The CBBC classical music initiative Ten Pieces started in the autumn term of 2014 and aims to inspire a generation of primary children to get creative with classical music.

With a week of free cinema screenings for primary schools across the country, the project culminates in two Ten Pieces Proms at the Royal Albert Hall in July 2015.

So successful has “Ten Pieces” been in the primary schools that a new project, Ten Pieces Secondary, begins in October 2015 aimed at secondary schools.

Dr M’s “Ten Plants” Project

Dr M’s recent experience of Fascination of Plants Day at University of Reading set him thinking: surely it is high time for a “Ten Plants” project?

Fascination of Plants day found dozens of local school children visiting the University of Reading campus and, under the supervision of  Dr M, Professor Tomato and Dr Macarena, they were fascinated by plant fossils, Conifer trees, Monkey Puzzles and other awesome, epic and legend plants (to use the their words!).

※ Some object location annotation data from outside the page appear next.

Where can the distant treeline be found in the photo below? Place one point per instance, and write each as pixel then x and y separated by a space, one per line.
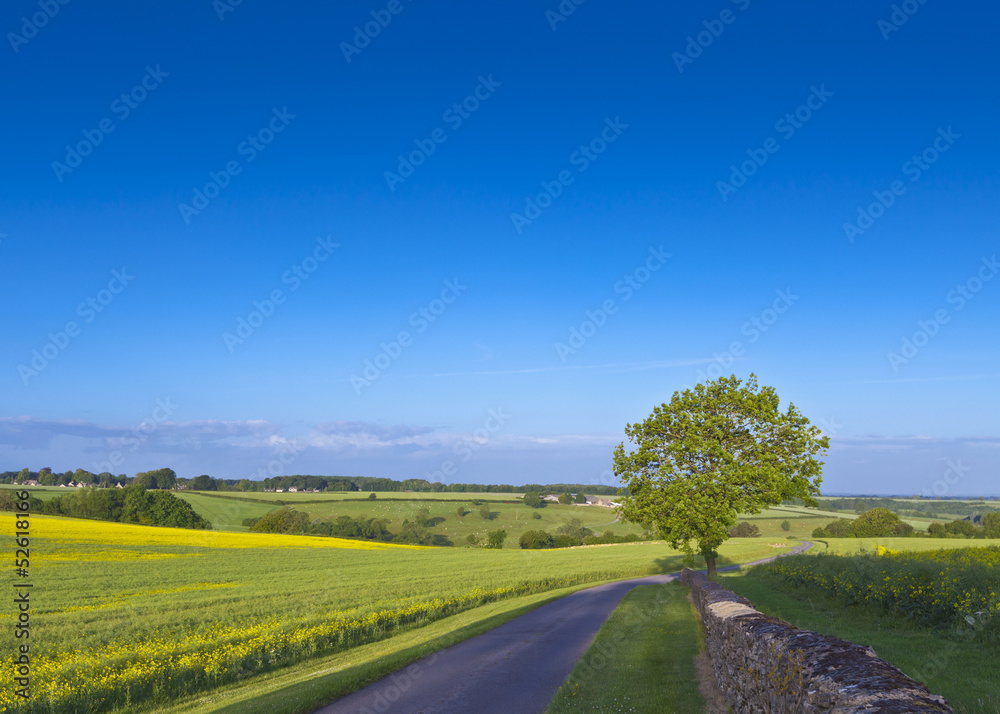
pixel 132 504
pixel 926 508
pixel 285 520
pixel 165 478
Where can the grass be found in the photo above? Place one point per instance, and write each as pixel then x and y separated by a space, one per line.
pixel 642 660
pixel 118 603
pixel 227 512
pixel 951 659
pixel 295 690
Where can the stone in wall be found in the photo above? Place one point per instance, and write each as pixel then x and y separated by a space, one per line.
pixel 766 665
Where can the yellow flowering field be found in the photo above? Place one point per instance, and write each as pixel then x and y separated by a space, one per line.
pixel 958 587
pixel 124 616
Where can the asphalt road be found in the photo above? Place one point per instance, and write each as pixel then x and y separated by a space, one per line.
pixel 512 669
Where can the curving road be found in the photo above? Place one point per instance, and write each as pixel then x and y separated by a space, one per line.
pixel 515 667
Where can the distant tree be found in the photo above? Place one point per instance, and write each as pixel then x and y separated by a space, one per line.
pixel 532 499
pixel 534 540
pixel 202 483
pixel 714 451
pixel 575 529
pixel 145 480
pixel 961 529
pixel 495 539
pixel 744 529
pixel 840 528
pixel 875 523
pixel 937 530
pixel 991 524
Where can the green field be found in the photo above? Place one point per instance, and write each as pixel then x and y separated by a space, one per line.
pixel 118 596
pixel 931 610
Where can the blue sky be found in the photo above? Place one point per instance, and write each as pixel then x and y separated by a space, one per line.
pixel 257 199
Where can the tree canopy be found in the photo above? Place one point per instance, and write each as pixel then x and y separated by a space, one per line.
pixel 720 449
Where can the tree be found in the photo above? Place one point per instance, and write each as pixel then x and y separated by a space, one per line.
pixel 875 523
pixel 744 529
pixel 495 539
pixel 714 451
pixel 202 483
pixel 991 524
pixel 532 499
pixel 533 540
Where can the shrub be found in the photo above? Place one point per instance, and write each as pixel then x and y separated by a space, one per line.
pixel 744 529
pixel 961 529
pixel 840 528
pixel 534 540
pixel 283 520
pixel 875 523
pixel 574 528
pixel 937 530
pixel 495 539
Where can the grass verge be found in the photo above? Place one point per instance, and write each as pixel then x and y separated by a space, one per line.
pixel 642 660
pixel 963 673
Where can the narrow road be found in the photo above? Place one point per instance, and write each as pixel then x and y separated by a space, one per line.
pixel 515 667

So, let’s launch a “Ten Plants” project!  Ten plants chosen for their innate fascination and charisma to enthuse a young generation of botanists!

Now there’s an eXtreme botanical plan!

touchy feely female cone

The Monkey Puzzle tree proved an inspired choice for Fascination of Plants Day at Reading, a strikingly fascinating plant and its story was more than up to the task of fascinating the young children who attended the event.

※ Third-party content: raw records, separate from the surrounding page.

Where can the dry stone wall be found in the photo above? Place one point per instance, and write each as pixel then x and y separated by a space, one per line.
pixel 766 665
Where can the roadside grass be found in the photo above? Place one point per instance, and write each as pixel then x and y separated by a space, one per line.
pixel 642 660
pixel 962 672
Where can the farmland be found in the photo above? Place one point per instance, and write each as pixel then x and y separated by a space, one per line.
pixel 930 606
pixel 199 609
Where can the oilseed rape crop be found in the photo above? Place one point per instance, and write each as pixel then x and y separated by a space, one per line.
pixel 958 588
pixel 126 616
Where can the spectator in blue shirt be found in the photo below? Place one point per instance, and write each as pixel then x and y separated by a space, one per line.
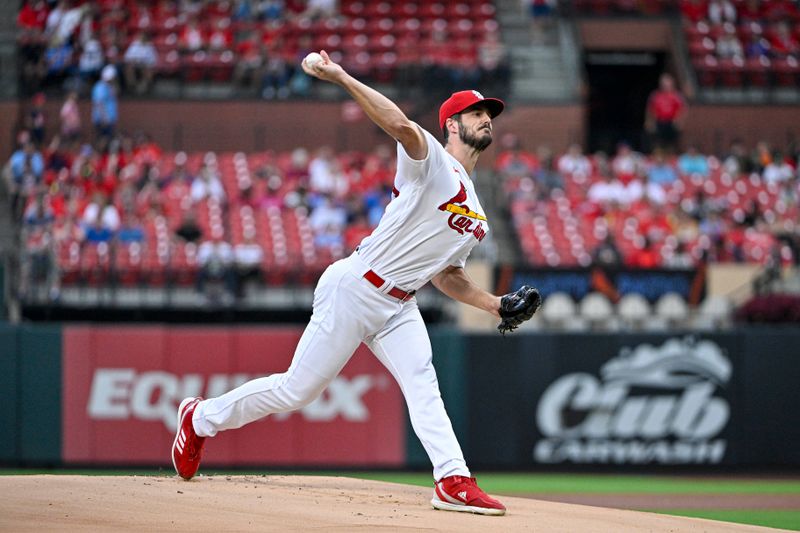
pixel 131 231
pixel 25 169
pixel 693 162
pixel 104 103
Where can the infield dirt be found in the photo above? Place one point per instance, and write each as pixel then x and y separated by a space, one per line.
pixel 291 503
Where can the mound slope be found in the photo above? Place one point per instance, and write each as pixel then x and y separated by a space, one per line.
pixel 290 503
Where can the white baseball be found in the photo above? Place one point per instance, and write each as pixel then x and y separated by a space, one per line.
pixel 312 59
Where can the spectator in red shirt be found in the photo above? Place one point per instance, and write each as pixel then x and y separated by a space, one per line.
pixel 750 11
pixel 644 257
pixel 665 114
pixel 694 10
pixel 783 42
pixel 513 161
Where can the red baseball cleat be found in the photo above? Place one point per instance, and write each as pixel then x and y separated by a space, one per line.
pixel 187 447
pixel 459 493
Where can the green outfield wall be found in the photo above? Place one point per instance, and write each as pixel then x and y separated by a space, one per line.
pixel 106 395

So the Monkey Puzzle is a definate #1 in Dr M’s “Ten Plants” project, but what about the remaining nine?

Dr M says: Over to you! Get in touch with your choice of plants to fascinate and inspire a younger generation of botanists! Send in your ideas together with some thoughts on how your chosen plant(s) might be fit for this task.

Dr M’s Twitter challenge: Get the word out, tell your friends, get on social media, use the hashtag #tenplants and let’s create our own eXtreme botanical Twitterstorm!

Later in the summer Dr M: Will select ten plants from all the suggestions and hand craft a YouTube video to launch this botanical venture for the love, joy and fascination of plants!

And what about Ten Plants Secondary? Urgently needed for sure, despite valiant efforts from initiatives like Science and Plants for Schools there is never enough botany and never enough plants in the secondary curriculum and Dr M says “Ten Plants Secondary” must happen, but first things first!

Photocredits: University of Reading Photography.

 

5 Comments

  • Laura

    Instant response from an 11yr.old and a 9yr. old was Venus Fly Trap and giant Water Lily pads. Only common names, of course, but these plants have obviously made an impact in the past.

    • DrM

      Laura, Great thanks! I hope to progress this idea as a lot of people seem to like it! Will need to think how best to integrate it with the curriculum, there is no point having a great idea if teachers don’t use it because they don’t see it as relevant to what they have to teach. Also, need to think how to deliver any outputs e.g. via TES portal https://www.tes.co.uk/teaching-resources perhaps? Dr M

  • Aaron Mills

    A friend of mine said in reply to your post…

    Oscar( age 5) says Magnolias ( dinosaur connection) monkey puzzle, sunflowers, roses, prunus for bark and fruit, snowdrops, oak, any fruit trees, antirrhinums and Venus fly trap. This is off the top of his head but mainly edibles or interactive, tactile plants

  • Sally Francis

    Good afternoon Dr M,
    My suggestions for your Ten Plants project are:
    Lithops, Venus fly trap, bird-cage primrose, sensitive plant, any really bristly cycad species, wheat, Welwitschia, bristle-cone pine, Wolffia, saffron (my fave!).